Marcel Beerthuizen over sponsoring in het Seizoen in Cijfers 2010/2011

De totale investeringen in sponsoring in Nederland zijn na een dip in 2010 (850 miljoen euro) in 2011 gestegen tot 875 miljoen euro*. Van dat bedrag wordt 56% (490 miljoen) geïnvesteerd in sportsponsoring en daarvan gaat 58% (285 miljoen) naar voetbalsponsoring. Het betekent dat van iedere 100 euro die wordt besteed aan sponsoring er 32,50 euro in voetbal wordt geïnvesteerd*. De Eredivisie en de Jupiler League halen samen 225 miljoen uit de markt. Voetbal is en blijft de nummer 1 sponsorpropositie van Nederland en dat heeft uiteraard alles te maken met de grote populariteit van voetbal.

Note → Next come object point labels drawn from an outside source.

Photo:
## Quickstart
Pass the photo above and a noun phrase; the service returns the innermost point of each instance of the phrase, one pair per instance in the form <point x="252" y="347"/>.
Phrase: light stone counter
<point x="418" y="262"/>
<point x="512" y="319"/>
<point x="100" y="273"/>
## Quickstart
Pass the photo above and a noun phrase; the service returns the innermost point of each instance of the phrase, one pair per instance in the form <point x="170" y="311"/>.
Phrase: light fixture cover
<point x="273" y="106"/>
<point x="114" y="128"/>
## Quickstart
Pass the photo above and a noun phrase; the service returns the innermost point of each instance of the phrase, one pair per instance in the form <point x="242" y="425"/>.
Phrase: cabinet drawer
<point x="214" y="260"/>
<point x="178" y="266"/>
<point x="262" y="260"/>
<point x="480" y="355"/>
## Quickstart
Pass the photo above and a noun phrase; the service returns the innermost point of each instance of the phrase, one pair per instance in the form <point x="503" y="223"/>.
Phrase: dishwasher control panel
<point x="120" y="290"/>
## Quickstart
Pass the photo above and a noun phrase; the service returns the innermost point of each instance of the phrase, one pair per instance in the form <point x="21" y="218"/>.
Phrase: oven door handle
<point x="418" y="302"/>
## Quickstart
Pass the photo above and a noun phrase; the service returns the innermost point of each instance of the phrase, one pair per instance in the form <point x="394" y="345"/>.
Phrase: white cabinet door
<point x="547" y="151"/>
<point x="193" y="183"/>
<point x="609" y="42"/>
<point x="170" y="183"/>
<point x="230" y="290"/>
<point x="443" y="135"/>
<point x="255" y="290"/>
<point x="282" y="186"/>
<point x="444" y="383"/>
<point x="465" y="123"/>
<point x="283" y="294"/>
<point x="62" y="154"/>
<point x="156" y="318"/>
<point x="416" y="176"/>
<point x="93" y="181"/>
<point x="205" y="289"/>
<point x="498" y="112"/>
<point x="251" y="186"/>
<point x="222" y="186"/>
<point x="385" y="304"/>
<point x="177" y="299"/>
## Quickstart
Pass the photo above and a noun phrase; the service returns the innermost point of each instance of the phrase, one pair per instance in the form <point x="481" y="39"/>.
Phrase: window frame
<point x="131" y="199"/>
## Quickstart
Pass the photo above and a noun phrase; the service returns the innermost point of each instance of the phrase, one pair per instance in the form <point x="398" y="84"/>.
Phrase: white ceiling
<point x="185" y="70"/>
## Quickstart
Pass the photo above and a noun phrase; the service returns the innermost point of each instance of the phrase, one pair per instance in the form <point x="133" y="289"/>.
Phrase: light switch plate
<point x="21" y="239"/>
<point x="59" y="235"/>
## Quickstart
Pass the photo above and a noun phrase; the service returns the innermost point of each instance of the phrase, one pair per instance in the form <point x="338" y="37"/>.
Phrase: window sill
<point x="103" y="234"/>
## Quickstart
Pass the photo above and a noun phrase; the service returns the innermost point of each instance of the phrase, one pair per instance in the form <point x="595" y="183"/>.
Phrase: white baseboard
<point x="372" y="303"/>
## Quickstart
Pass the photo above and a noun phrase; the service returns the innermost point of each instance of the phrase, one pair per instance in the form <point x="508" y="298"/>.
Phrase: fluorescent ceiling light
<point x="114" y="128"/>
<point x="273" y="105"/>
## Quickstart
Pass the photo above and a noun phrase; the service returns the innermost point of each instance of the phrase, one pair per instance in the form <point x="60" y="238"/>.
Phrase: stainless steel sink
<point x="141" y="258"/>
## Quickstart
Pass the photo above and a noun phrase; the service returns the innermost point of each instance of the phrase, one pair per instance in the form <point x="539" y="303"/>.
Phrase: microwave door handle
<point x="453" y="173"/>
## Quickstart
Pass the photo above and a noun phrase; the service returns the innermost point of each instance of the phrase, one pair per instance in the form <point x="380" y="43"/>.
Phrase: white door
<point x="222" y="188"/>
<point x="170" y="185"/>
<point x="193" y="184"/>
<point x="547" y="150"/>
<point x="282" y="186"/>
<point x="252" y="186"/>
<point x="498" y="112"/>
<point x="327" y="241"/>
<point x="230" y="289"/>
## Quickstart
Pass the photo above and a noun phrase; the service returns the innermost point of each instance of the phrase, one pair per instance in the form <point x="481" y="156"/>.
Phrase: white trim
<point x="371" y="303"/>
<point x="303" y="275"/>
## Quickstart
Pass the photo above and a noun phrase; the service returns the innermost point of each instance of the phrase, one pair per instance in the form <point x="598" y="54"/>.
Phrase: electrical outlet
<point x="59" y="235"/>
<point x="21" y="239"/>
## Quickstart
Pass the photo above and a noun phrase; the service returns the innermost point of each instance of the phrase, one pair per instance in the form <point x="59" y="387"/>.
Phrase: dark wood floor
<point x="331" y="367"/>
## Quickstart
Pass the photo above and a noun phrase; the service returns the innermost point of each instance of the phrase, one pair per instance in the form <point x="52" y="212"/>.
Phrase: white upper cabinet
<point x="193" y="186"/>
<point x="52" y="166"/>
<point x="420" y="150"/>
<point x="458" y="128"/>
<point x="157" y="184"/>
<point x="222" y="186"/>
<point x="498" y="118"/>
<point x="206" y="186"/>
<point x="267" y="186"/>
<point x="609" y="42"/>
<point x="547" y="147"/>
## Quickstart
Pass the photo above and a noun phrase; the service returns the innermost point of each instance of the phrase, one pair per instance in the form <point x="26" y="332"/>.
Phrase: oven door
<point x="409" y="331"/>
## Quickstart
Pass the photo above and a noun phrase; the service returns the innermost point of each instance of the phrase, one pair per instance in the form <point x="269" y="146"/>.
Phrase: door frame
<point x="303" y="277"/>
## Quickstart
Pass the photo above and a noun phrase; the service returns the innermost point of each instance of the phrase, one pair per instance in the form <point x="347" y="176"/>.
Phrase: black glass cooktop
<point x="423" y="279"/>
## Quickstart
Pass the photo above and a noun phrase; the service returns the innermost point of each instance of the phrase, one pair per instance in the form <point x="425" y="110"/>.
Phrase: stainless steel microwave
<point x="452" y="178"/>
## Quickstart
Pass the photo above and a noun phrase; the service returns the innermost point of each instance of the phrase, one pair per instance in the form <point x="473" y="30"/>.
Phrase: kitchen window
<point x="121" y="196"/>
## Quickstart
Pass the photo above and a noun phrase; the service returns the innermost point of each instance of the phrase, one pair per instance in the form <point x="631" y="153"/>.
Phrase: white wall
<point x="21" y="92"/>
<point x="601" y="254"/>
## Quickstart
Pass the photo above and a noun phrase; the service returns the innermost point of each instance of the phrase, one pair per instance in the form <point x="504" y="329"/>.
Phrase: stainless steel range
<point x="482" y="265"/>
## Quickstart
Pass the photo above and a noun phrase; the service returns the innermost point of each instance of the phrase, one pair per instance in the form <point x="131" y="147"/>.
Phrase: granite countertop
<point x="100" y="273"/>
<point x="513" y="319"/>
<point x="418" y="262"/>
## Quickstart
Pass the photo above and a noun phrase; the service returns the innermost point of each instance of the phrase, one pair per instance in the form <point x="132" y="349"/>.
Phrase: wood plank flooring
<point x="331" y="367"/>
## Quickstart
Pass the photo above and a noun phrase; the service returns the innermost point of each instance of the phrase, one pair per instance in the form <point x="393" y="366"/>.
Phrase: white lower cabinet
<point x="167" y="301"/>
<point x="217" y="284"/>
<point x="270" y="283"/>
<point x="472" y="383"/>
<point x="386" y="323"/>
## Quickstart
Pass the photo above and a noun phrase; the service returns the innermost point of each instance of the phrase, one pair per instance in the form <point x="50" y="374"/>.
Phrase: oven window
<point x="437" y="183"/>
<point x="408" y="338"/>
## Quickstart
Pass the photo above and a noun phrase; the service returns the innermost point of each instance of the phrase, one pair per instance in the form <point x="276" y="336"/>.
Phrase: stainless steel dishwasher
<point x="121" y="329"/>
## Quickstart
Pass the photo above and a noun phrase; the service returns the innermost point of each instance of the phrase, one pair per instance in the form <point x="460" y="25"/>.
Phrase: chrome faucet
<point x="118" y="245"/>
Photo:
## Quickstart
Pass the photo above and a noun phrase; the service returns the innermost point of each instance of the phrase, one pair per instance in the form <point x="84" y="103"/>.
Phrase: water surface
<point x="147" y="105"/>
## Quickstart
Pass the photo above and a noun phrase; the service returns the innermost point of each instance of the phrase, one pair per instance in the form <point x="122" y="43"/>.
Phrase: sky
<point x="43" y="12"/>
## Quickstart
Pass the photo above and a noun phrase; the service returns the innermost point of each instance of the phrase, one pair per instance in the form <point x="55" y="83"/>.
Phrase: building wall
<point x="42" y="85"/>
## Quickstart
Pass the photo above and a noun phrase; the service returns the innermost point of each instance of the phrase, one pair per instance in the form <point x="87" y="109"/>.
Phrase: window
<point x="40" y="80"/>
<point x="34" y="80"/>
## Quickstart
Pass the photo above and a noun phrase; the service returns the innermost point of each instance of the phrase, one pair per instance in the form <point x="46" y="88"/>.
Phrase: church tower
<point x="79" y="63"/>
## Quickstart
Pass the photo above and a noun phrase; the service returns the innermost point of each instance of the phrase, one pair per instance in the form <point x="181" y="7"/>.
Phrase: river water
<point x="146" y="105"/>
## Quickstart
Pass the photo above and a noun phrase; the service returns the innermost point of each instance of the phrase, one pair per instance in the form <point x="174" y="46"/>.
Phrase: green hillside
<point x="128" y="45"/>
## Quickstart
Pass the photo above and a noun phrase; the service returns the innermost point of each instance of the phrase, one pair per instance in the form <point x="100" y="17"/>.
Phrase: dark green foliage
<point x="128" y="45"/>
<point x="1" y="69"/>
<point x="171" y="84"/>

De cijfers maken duidelijk dat het de clubs in het Betaalde Voetbal is gelukt om de inkomsten uit sponsoring (die meer dan de helft van alle inkomsten uitmaken) op peil te houden. Dat is een knappe prestatie, maar het is wel met het nodige kunst- en vliegwerk gebeurd. De sponsorvergoedingen voor bijvoorbeeld shirtreclame staan onder druk. In het streven de inkomsten op niveau te houden, zijn clubs meer reclameposities op de tenues gaan verkopen. Het afbeelden van allerlei logo’s op de wedstrijdkleding geeft een rommelig beeld en gaat ten koste van de kwalitatieve uitstraling van het betreffende voetbalmerk (en de betrokken sponsors). Er is nog een andere verandering waarneembaar. Waar langlopende contracten de regel waren (sponsoring rendeert vooral bij een lange termijn commitment), worden nu contracten voor een korte periode afgesloten, soms voor enkele maanden. Vele nieuwe toetreders in voetbalsponsoring zijn bedrijven die het uitsluitend om zichtbaarheid (exposure) te doen is en die zich niet bekommeren om een daadwerkelijke verbinding met de club en zijn fans, terwijl die intensieve associatie een van de belangrijkste waarden van sponsoring is. Ondanks de economische realiteit moet het voetbal voorkomen dat er Belgische toestanden – waar je door de vele sponsors amper nog het shirt kunt zien – ontstaan.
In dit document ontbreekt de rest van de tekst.